Жозеф забрался на стол и, потрясая газетой перед бюстом Мольера, завопил:

– А в заключение! Что он пишет в заключение! Просто ошеломительно! «И выдвигая сии обвинения, я вполне осознаю, что подвергаюсь риску быть привлеченным к суду по статьям тридцатой и тридцать первой закона о прессе от двадцать девятого июля тысяча восемьсот восемьдесят первого года, каковые карают за распространение клеветы. И тем не менее иду на это по доброй воле… во имя света и исстрадавшегося человечества!..»

– Что за сумасшедший дом? Дамы и господа, извольте угомониться! – Виктор вкатил в лавку велосипед, аккуратно отодвинул с дороги трех женщин и заставил Жозефа слезть с трибуны. – Вы что тут устроили, любезный зять? Хорошо, что Кэндзи в Лондоне.
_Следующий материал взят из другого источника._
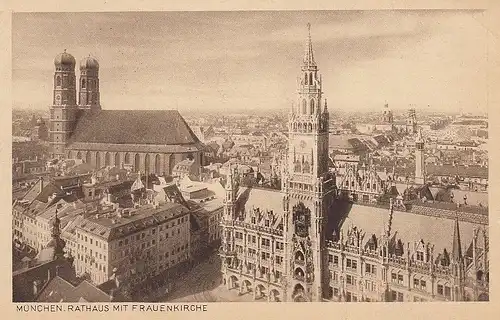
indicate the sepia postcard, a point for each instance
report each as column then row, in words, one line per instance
column 187, row 162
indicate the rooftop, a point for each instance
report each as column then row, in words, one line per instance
column 162, row 127
column 111, row 225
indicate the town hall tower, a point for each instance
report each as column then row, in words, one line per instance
column 308, row 187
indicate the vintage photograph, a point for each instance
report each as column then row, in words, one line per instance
column 250, row 156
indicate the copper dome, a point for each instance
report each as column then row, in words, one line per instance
column 65, row 59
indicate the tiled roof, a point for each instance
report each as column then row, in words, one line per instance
column 153, row 148
column 410, row 227
column 339, row 141
column 114, row 227
column 265, row 199
column 22, row 280
column 160, row 127
column 60, row 290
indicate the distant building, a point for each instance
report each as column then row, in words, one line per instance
column 135, row 244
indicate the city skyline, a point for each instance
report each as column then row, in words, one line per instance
column 180, row 67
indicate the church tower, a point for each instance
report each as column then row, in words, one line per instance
column 89, row 97
column 411, row 122
column 419, row 159
column 308, row 187
column 63, row 110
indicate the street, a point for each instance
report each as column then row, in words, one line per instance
column 204, row 284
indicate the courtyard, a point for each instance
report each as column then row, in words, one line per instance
column 203, row 283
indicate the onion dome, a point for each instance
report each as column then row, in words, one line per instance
column 89, row 63
column 64, row 59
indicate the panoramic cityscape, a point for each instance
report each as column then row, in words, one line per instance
column 301, row 192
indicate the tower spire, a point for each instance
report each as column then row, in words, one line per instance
column 457, row 246
column 309, row 55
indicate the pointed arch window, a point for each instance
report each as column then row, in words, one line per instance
column 97, row 160
column 157, row 164
column 137, row 162
column 107, row 159
column 146, row 163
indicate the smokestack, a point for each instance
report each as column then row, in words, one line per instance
column 41, row 184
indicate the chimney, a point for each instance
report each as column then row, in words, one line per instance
column 57, row 270
column 36, row 287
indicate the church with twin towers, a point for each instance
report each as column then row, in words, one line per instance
column 314, row 241
column 150, row 141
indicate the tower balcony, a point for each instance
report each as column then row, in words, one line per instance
column 226, row 252
column 300, row 262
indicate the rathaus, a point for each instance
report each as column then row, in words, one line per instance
column 299, row 243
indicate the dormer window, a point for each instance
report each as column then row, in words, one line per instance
column 420, row 256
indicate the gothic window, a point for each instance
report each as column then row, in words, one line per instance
column 107, row 159
column 420, row 256
column 157, row 164
column 297, row 166
column 306, row 167
column 137, row 162
column 301, row 219
column 97, row 160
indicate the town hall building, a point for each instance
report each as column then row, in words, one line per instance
column 310, row 241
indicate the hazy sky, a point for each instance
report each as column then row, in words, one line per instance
column 244, row 60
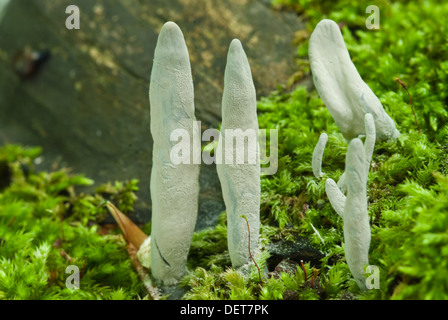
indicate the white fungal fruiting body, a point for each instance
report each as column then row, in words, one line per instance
column 369, row 146
column 336, row 197
column 240, row 179
column 341, row 88
column 356, row 218
column 318, row 154
column 174, row 187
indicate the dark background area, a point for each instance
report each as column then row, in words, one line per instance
column 88, row 105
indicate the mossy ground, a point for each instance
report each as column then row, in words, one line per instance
column 42, row 214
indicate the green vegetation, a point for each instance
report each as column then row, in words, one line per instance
column 46, row 225
column 43, row 214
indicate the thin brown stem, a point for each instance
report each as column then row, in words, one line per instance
column 248, row 229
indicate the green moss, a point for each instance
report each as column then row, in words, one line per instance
column 45, row 226
column 43, row 213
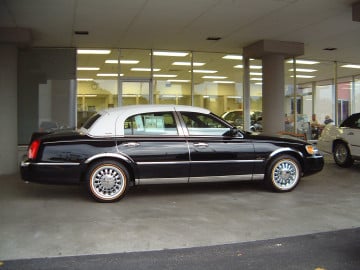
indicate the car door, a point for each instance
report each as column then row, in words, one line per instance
column 215, row 154
column 154, row 143
column 351, row 133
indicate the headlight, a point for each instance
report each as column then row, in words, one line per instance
column 311, row 149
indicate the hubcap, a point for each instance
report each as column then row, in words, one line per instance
column 285, row 174
column 107, row 182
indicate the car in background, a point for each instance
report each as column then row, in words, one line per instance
column 342, row 142
column 156, row 144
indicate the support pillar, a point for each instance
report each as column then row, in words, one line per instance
column 273, row 53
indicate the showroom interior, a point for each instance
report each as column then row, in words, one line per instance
column 56, row 71
column 281, row 64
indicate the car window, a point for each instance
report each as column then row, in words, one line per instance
column 203, row 124
column 149, row 124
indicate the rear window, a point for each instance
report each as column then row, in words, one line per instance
column 91, row 121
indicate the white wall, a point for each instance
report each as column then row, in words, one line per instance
column 8, row 110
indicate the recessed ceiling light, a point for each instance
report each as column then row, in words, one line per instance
column 195, row 64
column 87, row 68
column 145, row 69
column 81, row 51
column 166, row 53
column 305, row 62
column 214, row 77
column 233, row 57
column 303, row 70
column 204, row 71
column 351, row 66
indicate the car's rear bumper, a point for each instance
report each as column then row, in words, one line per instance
column 50, row 173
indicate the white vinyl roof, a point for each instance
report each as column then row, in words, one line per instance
column 111, row 121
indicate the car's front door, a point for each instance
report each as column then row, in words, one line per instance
column 154, row 143
column 215, row 154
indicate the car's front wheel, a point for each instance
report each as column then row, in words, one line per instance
column 107, row 181
column 283, row 173
column 342, row 156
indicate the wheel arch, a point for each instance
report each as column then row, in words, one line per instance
column 288, row 152
column 125, row 161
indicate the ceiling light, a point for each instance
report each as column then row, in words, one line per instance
column 178, row 80
column 303, row 76
column 351, row 66
column 145, row 69
column 85, row 79
column 233, row 57
column 204, row 71
column 251, row 66
column 303, row 70
column 107, row 75
column 110, row 61
column 214, row 77
column 165, row 75
column 304, row 62
column 164, row 53
column 223, row 82
column 195, row 64
column 93, row 51
column 87, row 68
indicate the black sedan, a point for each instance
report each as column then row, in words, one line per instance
column 155, row 144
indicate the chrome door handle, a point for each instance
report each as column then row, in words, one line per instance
column 131, row 144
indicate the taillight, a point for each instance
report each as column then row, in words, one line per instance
column 33, row 149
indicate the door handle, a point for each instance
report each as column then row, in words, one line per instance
column 131, row 144
column 201, row 145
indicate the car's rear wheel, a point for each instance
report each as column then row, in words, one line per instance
column 107, row 181
column 342, row 156
column 283, row 174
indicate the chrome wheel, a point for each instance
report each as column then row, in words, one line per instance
column 107, row 182
column 342, row 155
column 284, row 174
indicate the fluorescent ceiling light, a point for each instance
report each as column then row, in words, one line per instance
column 85, row 79
column 204, row 71
column 130, row 62
column 305, row 62
column 351, row 66
column 303, row 70
column 303, row 76
column 223, row 82
column 233, row 57
column 107, row 75
column 145, row 69
column 195, row 64
column 165, row 75
column 80, row 51
column 87, row 68
column 165, row 53
column 251, row 66
column 171, row 80
column 214, row 77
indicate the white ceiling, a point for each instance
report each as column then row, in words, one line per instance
column 186, row 24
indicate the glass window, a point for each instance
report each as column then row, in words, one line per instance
column 201, row 124
column 97, row 77
column 162, row 123
column 46, row 91
column 172, row 77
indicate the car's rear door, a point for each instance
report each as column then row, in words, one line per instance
column 215, row 154
column 156, row 145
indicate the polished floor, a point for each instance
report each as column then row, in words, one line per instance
column 42, row 221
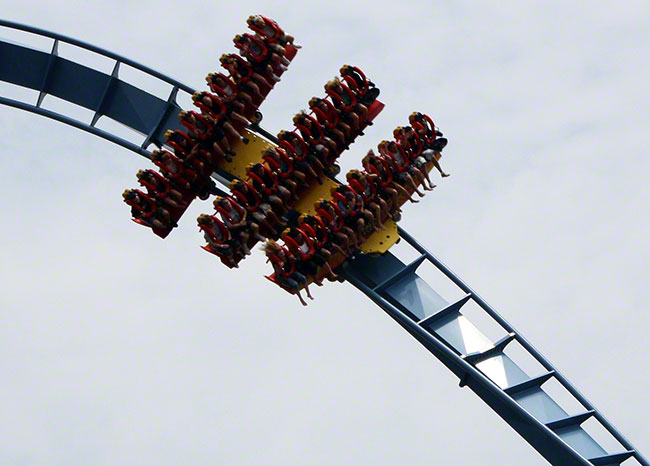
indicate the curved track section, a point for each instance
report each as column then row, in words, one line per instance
column 104, row 94
column 481, row 364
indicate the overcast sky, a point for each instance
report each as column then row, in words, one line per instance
column 119, row 348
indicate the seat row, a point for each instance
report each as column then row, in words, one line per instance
column 209, row 134
column 311, row 250
column 259, row 205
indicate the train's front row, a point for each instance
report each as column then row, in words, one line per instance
column 304, row 244
column 207, row 143
column 310, row 247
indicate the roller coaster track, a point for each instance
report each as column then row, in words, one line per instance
column 481, row 364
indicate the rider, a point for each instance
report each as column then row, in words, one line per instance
column 282, row 165
column 329, row 120
column 160, row 188
column 261, row 212
column 213, row 106
column 218, row 237
column 266, row 183
column 235, row 218
column 173, row 168
column 241, row 70
column 359, row 183
column 146, row 211
column 347, row 104
column 270, row 31
column 284, row 267
column 400, row 163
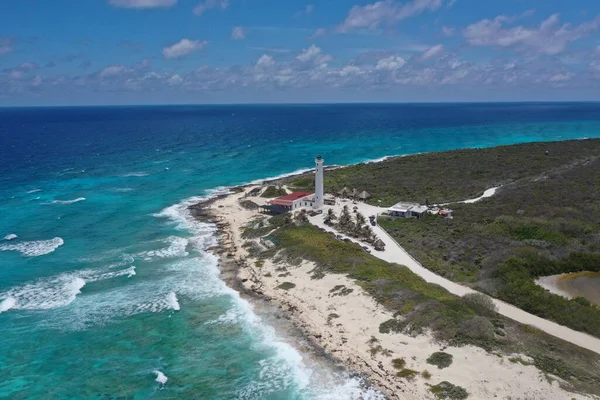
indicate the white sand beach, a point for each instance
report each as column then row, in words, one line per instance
column 344, row 325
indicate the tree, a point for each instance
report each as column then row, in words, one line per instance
column 330, row 217
column 367, row 233
column 301, row 216
column 345, row 220
column 360, row 219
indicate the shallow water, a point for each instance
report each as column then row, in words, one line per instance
column 107, row 289
column 580, row 285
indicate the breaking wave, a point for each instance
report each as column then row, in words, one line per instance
column 34, row 248
column 55, row 291
column 77, row 200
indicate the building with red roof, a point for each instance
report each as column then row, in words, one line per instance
column 293, row 201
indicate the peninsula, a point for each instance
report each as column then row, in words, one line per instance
column 419, row 272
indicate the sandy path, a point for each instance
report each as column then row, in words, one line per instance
column 394, row 253
column 343, row 323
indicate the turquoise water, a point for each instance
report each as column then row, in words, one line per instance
column 108, row 291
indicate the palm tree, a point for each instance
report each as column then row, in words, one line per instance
column 360, row 219
column 301, row 216
column 367, row 233
column 330, row 217
column 345, row 218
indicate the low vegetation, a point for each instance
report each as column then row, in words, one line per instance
column 420, row 306
column 446, row 390
column 287, row 286
column 546, row 221
column 273, row 191
column 450, row 176
column 407, row 374
column 538, row 226
column 440, row 359
column 398, row 363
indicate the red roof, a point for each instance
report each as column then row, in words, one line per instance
column 288, row 199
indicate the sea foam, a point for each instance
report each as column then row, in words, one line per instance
column 54, row 291
column 77, row 200
column 160, row 377
column 34, row 248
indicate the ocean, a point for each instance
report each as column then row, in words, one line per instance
column 107, row 290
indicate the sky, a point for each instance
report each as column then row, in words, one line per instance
column 92, row 52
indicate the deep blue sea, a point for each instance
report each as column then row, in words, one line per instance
column 106, row 288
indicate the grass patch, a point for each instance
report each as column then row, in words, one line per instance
column 398, row 363
column 407, row 374
column 440, row 359
column 286, row 286
column 395, row 286
column 272, row 191
column 447, row 390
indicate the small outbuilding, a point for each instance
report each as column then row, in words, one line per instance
column 407, row 210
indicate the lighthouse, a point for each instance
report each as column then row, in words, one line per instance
column 319, row 199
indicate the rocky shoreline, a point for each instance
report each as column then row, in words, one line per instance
column 231, row 265
column 344, row 329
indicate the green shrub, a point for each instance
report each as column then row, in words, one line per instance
column 477, row 328
column 441, row 359
column 407, row 374
column 287, row 286
column 399, row 363
column 446, row 390
column 480, row 303
column 273, row 191
column 391, row 325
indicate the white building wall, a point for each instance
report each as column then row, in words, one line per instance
column 319, row 191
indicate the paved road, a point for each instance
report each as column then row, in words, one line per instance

– Но, патро… то есть Виктор, вы хоть понимаете, в какое судьбоносное время мы с вами живем?! Этот день войдет в историю! Эмиль Золя обвиняет правительство в том, что оно осудило невиновного человека на основании сфальсифицированных доказательств! – Жозеф сунул шурину под нос газету.

– Не пугайте меня, месье Легри, – вмешалась мадам де Салиньяк, – уж вы-то ни капельки не сочувствуете этому еврею Дрейфусу, я надеюсь. Что до итальяшки Золя, опубликовавшего свои мерзкие измышления, – гореть ему в аду, негодяю!

– Как бы вам самой туда не угодить! – выпалил Жозеф, багровея от ярости.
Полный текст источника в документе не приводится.